I don't know if that answers your question or not, my apologies if I didn't understand properly.

5

batrobin t1_j6h8d9d wrote

Thank you. You have answered what I had in mind. I was thinking about techniques like changing memory access pattern, changing memory layout, custom cuda kernels, fusing operations, reducing overheads etc. which some of them are mentioned in this paper: https://arxiv.org/abs/2007.00072. I also see that you have done some profiling in your issue, it should be interesting to read into.

I was previously working on some large scale transformer code optimization, seems like this repo would be good to learn from, thanks a lot.

3

amxdx t1_j6h51rh wrote

I studied EE Signal processing in Bachelors and Masters, and now work as a machine learning engineer.

In signal processing, you take the signal, define a desirable output and try to create a system to get to that output.

In ML, you typically have the input and the output, and your machine figures out the system depending on the network architecture you provide.

Both are solving the same problem most times, and extensive signal processing knowledge helps a ton in understanding what's happening/what should happen within a network.

And FWIW EE signal processing has most requirements for AI covered in their coursework, and makes good ML engineers minus production level coding.

2

tysam_and_co OP t1_j6h2qlh wrote

That's a good question, and I'm somewhat curious what you mean by HPC/MLHPC techniques or code optimizations. Do you mean something like distributed computing? (which that is an interesting rabbit-hole alone to get into....)

Regardless -- yep! I'm a professional in this industry, and there's a lot of detail underlying a ton of seemingly-simple changes (and potentially even more frustrating if simple, understandable changes shave off large chunks and swathes of what was previously the world record). So basically everything I'm doing is informed by, well, years of doing basically this exact same thing over and over again. Something that I've found is that the younger/newer ML engineers (myself included when I was at that point) are often really attracted to the "new shiny", when in reality, good HPC on a smaller scale is like writing a really nice, quiet, tight haiku. Less is more, but a single 'syllable' equivalent can make or break the whole thing.

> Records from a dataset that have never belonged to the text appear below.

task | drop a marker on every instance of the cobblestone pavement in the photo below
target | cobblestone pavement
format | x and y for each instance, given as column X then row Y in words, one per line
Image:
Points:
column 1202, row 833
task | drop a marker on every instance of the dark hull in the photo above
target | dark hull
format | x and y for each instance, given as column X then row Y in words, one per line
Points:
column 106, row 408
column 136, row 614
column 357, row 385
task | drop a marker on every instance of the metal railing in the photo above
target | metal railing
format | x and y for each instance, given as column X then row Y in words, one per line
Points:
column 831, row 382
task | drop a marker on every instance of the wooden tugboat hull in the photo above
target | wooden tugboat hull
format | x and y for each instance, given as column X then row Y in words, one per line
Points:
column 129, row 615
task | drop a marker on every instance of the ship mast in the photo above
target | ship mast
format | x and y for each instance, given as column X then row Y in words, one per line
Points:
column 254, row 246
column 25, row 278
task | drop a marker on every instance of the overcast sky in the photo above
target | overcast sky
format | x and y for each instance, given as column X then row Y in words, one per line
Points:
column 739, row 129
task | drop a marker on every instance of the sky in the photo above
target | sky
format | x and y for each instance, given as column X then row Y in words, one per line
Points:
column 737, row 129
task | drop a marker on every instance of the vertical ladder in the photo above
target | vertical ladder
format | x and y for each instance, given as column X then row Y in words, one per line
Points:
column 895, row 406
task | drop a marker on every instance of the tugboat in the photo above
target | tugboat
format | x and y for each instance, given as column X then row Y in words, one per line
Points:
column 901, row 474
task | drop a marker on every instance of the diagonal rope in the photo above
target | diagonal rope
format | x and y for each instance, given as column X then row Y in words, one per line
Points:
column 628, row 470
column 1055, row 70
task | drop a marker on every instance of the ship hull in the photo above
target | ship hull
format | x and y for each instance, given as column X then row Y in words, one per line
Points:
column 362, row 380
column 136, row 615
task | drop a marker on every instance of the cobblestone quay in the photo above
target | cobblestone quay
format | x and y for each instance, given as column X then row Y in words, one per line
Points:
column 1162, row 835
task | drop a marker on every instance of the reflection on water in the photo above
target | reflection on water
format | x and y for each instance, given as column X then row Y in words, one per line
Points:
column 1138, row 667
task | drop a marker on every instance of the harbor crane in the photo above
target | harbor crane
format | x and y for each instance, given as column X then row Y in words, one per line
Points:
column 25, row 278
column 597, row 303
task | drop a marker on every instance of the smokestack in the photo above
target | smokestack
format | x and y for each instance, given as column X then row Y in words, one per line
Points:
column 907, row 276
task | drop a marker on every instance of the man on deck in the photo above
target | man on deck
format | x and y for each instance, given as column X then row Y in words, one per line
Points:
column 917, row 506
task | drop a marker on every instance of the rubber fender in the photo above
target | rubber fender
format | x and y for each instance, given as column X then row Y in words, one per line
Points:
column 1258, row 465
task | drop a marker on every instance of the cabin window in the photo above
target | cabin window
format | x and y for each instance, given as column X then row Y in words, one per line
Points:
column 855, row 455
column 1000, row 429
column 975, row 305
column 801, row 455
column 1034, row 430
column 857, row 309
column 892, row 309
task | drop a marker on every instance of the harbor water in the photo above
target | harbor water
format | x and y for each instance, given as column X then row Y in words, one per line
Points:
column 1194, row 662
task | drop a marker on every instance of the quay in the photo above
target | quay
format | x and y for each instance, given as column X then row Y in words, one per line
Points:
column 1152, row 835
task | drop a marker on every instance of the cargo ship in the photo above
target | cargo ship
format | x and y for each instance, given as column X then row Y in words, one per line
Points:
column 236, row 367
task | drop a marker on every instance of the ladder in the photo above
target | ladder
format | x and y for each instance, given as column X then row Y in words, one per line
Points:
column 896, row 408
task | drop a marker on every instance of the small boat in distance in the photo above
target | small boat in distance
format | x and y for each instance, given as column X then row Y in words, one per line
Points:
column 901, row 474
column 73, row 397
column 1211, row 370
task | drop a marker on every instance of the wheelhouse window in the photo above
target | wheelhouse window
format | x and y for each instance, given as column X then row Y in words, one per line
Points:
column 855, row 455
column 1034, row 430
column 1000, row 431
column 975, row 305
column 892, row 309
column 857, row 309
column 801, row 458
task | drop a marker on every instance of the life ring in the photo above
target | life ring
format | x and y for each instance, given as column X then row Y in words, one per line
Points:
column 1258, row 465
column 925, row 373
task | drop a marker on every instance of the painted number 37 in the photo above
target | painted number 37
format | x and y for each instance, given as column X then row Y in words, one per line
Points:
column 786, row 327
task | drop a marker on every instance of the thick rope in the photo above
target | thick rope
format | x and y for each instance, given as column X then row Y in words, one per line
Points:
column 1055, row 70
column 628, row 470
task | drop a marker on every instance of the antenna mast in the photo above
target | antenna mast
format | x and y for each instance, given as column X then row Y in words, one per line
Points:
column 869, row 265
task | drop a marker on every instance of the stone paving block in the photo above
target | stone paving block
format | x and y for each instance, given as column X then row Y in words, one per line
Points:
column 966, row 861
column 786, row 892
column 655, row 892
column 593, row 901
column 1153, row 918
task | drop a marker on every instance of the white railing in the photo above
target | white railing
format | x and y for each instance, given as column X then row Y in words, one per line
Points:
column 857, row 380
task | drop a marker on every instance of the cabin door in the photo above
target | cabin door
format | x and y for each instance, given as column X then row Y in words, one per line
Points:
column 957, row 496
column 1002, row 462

Lots of people use models inefficiently. This model is still somewhat inefficient in its own ways, though it definitely I think is more efficient by far than most nearly all of the ones it's currently competing with. When I design a model, I'm thinking about keeping the GPU occupancy high, utilizing tensor cores as much as possible, mathematically fusing operations to reduce overhead, managing memory layout to make sure the right paths get activated in the GPU (like tensor cores, etc), and seeing if there are good approximations or alternatives to some things that are much more mathematically cheap (or if there are alternate paths with specialized kernels that I can boutique-design the network around).

I'll have to cut myself short early, but I'll leave you with a singular example, which is a technical breakdown which was behind what was in practice a very 'simple' change in the backend. I also made another comment in here, this reddit thread (https://www.reddit.com/r/MachineLearning/comments/10op6va/comment/j6h0z6b/?utm_source=share&utm_medium=web2x&context=3), with a technical breakdown behind one other very 'simple' change. Don't get pulled away by the shiny fancy techniques that are slow/etc, sometimes the simplest is the best!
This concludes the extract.